The journey wasn’t easy by any means but I knew I had to roll with the punches and get back up or stay down and be defined by my conditions and my bag….NO WAY. I’ve tried to be positive and strong and have a ‘nothing is going to stop me’ attitude which most of the time worked but when it didn’t it wasn’t pretty. I worked and studied and did most normal things, just got on with it.
Until, at 39 years old in 2013, I was diagnosed with immune rheumatoid arthritis which progressed extremely quickly and within 6 months I was selling my unit, quitting work and moving in with my family because I literally couldn’t function. It was in every joint, every movement, every breath, everything hurt and I just couldn’t function anymore on my own. So from end of 2013 to March 2018 I was literally completely bed ridden, addicted to narcotics, morphine and was not living but existing now. The pain was unbearable and nothing was helping. Then in 2016, I was also diagnosed with minor fibromyalgia.

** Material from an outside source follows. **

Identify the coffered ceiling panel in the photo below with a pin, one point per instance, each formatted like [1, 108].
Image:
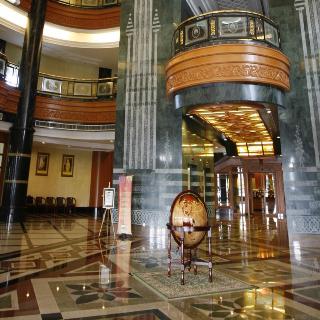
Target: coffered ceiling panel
[240, 123]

With everything else this didn’t seem to bother me, pain is pain.
In August of 2017, I started on another new biological drug to try and get some relief but it took 8 months for the drug to start showing some minor improvements. I was happy with any little win I could get small or large. I was starting to think maybe just maybe I won’t be bed ridden for the rest of my life.

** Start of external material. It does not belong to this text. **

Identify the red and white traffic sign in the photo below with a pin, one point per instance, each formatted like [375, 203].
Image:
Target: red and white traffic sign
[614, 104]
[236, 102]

So in March last year I needed my third major surgery, a medical tummy tuck (very different to a cosmetic one let me tell you), two hernia repairs and a slight resighting of my ileostomy so four major surgeries in one really. Leading up to this surgery I told my pain specialist I’m done, get me off all the meds and let’s see what happens, I’m in chronic pain on all the drugs so enough let’s see what happens if I detox off everything except my new biologic drug that was starting to help. So that’s what we did. Surgery was successful and recovery was crap but I got there. The best thing was I was not off my face on hard core drugs and wasn’t asleep for 20 of 24 hours.

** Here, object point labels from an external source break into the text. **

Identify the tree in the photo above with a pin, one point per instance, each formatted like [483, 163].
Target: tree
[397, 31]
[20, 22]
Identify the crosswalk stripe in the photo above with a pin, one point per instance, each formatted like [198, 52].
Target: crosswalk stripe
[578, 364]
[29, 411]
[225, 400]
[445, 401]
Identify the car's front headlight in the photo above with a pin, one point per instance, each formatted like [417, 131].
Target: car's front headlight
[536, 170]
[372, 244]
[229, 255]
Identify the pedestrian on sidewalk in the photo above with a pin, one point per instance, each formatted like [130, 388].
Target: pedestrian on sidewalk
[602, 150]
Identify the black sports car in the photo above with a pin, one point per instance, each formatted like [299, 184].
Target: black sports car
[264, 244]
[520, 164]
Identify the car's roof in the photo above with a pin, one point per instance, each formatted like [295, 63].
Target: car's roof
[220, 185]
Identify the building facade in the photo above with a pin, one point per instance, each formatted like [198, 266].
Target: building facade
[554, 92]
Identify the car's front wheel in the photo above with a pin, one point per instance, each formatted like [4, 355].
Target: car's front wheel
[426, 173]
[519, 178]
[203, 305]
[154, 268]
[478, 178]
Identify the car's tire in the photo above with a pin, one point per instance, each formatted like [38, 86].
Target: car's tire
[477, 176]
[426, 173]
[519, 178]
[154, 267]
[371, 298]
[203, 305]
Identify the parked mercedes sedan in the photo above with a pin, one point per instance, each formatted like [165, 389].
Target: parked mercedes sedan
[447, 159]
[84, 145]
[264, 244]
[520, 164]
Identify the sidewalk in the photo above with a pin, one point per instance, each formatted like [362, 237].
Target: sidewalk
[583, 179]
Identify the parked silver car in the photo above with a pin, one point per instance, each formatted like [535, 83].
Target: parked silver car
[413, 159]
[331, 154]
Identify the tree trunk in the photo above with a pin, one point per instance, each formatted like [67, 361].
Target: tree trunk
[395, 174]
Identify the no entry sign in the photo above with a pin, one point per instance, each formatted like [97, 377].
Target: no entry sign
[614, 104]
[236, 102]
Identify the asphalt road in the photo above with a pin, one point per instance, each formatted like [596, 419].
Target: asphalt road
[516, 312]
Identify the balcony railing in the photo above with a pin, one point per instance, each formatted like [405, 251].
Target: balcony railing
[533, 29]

As time passed about 6 months I was doing pretty good, recovery was coming to an end and I was thinking what the hell am I going to do now. I can’t sit all day everyday doing nothing. That’s when Ostomy Support Bears was born 28th January 2019.
It gave me a purpose again and thought a small initiative (initially only supposed to be in Perth, Australia) would be great for me.
Now look where we are! One year in, 1200+ bears all over the world putting smiles on faces, raising awareness and reducing the stigma attached to having a bag for children and adults. Educating people and getting it out there it’s not so bad having a bag.
Yes I still have all my health problems they aren’t going away but neither am I. I was also in the last few weeks diagnosed with osteoarthritis in many parts of my body which wasn’t exactly what you want to hear at only 45 years old. But what was I going to do, give up now….no no no I don’t think so. So we have just added it to my very impressive medical resume.
I’m so proud of what I’ve achieved and accomplished in the past 28 years but this initiative is my greatest achievement, besides staying alive for the past 28 years. I’m doing something so important in so many ways it’s given me a purpose again.
It’s giving people hope that having a bag isn’t the end of your life, it’s just a bag…..who cares.
Nothing to be ashamed of nothing to be embarrassed about and these little bears are just continuing to do good all over the world. It’s a win-win for everyone. How can you beat that?
Just to finish up this journey I’ve been on for more than half my life and the journey ahead is looking a little brighter one bear at a time.
If you have any questions at all please ask. I’m an open book and happy to answer anything at all personal questions, bear questions, Crohn’s, depression, fibromyalgia, ileostomy or life questions if I can answer I will do so.
Hopefully you now understand a little more about why this initiative is so extra special not just for those receiving but myself as well.